Gerhard Wallmeroth Polizeidirektor

Und der psychische Druck auf die Opfer wird immer perfider erhöht, wie Kripochef Ralf van Uden gestern während der Präsentation der Kriminalitätsentwicklung 2017 erläuterte. „Wir haben sogar Fälle, in denen die Opfer dazu veranlasst werden, Bargeld und Wertsachen in einem Beutel draußen an die Tür zu hängen.“ Die grundsätzliche Masche sei dabei immer die selbe: Über das Telefondisplay tauche die Notrufnummer 110 auf und am anderen Ende meldet sich ein Betrüger, der sich als Polizist ausgibt, der von einem drohenden Einbruch spricht. Um die Wertgegenstände zu sichern, sollten sie in Sicherheit gebracht und von einem Polizisten abgeholt werden. In Fällen mit ähnlichem Muster wurden Senioren im Kreis schon dazu veranlasst, sechsstellige Beträge vom Konto abzuheben. Polizeidirektor Gerhard Wallmeroth: „Der ursprüngliche Enkeltrick hat im Laufe der Zeit erheblich an Innovation erfahren.“ Der „Polizeitrick“ sei regelrecht „eingerissen“, die Anrufe würden zumeist aus der Ferne gesteuert und die Prävention sei schwierig.

Grundsätzlich präsentierte die Polizei gestern aber eine Kriminalstatistik mit deutlich rückläufigen Straftaten. Insgesamt waren es im Kreis 13 573 — 416 weniger als 2016 ( minus 3 Prozent). Das ist seit 2009 der geringste Wert und damit sei der Kreis erneut sicherer geworden. Etwa jeder zweite Fall wurde aufgeklärt.

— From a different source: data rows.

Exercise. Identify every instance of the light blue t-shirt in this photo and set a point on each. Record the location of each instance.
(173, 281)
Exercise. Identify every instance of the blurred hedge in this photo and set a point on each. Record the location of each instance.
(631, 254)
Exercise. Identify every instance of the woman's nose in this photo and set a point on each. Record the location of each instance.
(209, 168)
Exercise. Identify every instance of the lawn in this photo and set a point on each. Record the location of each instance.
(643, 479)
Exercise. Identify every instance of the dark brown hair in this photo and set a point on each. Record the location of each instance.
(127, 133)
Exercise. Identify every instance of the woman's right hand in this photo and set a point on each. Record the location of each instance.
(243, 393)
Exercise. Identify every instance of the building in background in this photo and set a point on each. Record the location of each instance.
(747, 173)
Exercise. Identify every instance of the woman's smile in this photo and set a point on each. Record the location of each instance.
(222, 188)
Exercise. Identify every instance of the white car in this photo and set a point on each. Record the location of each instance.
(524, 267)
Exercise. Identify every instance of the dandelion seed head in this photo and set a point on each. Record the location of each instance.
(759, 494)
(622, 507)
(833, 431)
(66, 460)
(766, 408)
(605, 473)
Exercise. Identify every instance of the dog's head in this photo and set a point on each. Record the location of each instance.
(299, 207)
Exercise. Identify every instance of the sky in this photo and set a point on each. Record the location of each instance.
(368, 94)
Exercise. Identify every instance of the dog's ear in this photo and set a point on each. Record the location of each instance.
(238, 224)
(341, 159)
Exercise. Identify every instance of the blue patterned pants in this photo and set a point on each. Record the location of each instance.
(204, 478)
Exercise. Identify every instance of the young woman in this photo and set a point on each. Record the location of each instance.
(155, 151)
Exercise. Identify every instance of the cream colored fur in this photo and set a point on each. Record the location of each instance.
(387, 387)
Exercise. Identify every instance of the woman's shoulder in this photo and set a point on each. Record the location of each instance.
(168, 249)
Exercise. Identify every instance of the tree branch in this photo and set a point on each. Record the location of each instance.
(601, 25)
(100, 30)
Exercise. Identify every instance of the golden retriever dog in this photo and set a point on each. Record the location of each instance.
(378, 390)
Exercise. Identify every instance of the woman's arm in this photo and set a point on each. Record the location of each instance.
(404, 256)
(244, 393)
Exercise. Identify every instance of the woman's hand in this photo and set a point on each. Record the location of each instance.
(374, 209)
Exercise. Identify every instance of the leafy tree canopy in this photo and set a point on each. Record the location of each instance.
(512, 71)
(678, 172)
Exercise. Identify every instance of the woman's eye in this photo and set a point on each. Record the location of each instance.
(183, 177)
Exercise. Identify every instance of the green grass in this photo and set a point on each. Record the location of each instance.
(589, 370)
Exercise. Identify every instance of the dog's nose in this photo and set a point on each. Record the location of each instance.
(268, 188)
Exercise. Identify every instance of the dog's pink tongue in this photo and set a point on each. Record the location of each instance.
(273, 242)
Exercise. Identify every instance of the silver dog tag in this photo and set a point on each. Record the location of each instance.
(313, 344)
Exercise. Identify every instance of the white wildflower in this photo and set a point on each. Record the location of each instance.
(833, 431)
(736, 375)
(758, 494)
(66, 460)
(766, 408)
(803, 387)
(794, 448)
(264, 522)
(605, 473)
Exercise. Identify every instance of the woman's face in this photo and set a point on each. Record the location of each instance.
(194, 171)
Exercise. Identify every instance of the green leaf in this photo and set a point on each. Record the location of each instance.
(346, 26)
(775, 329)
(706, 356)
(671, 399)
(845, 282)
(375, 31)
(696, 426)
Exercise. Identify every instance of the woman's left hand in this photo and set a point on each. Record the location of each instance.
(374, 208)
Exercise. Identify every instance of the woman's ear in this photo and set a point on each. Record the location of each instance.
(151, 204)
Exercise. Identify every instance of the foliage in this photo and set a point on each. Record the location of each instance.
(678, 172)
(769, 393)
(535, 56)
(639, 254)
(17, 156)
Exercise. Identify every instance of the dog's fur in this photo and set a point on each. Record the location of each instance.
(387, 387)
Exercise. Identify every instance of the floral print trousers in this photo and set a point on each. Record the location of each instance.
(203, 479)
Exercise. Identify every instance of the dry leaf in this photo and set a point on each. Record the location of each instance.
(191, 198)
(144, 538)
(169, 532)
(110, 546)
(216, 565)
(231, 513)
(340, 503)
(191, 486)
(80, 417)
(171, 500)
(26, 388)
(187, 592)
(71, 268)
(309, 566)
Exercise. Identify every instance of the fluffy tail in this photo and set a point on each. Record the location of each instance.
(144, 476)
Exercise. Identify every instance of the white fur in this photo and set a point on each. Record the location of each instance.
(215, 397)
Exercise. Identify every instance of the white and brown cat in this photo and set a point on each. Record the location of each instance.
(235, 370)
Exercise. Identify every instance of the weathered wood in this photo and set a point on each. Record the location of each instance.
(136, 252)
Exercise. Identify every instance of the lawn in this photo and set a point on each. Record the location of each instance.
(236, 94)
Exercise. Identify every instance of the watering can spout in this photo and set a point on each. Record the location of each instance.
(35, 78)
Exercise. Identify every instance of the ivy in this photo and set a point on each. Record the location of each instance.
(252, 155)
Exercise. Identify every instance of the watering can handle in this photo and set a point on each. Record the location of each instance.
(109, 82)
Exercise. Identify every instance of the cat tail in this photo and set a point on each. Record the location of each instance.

Besonders deutlich zurückgegangen ist die Zahl der Wohnungseinbrüche: von 1098 im Jahr 2015 über 743 (2016) auf 536 im vergangenen Jahr. „Eine Halbierung innerhalb von zwei Jahren, das ist wirklich gut“, erklärte van Uden. Er ließ aber auch nicht unerwähnt, dass die Aufklärungsquote mit 8,4 Prozent weniger gut sei. Hintergrund sei dafür, dass aufwendige Ermittlungsarbeit zwar vor Ort geleistet werde, die Erfolge aufgeklärter Taten bei Serieneinbrüchen sich dann aber häufig in Statistiken anderer Behörden ausdrücke. Grundsätzlich sei häufig aber die Beobachtung der Bürger wichtig, um überhaupt einen Zugang zu den Einbrechern zu bekommen. Doch gerade die lassen laut Polizeidirektor Wallmeroth mit sinkenden Einbruchzahlen nach. „Wir stellen eine rückläufige Sensibilität in der Bevölkerung fest.“

Deutlich angestiegen sind dagegen Sexualstraftaten. Hintergrund hierfür ist die geänderte Gesetzeslage: Demnach ist die sexuelle Belästigung seit November 2016 unter Strafe gestellt. Und in einem anderen Paragraf ist laut van Uden geregelt, dass schon der „erkennbare entgegenstehende Wille“ zumeist reiche, um einen Übergriff anzuzeigen. Und dieses Recht nehmen insbesondere Frauen verstärkt auch im Kreis in Anspruch: 77 Sexualstraftaten wurden 2016 angezeigt, 154 waren es im vergangenen Jahr. Die Taten spielten sich im öffentlichen und nicht-öffentlichen Raum ab — auffällig seien „viele jugendliche Täter“. Auch Rauschgiftdelikte nehmen zu. 441 Fälle musste die Polizei 2017 bearbeiten, im Jahr davor waren es noch 356. „Es ist unter anderem durch den Online-Handel zunehmend einfacher, an Drogen zu kommen“, sagt Wallmeroth. Entsprechende steige der Konsum.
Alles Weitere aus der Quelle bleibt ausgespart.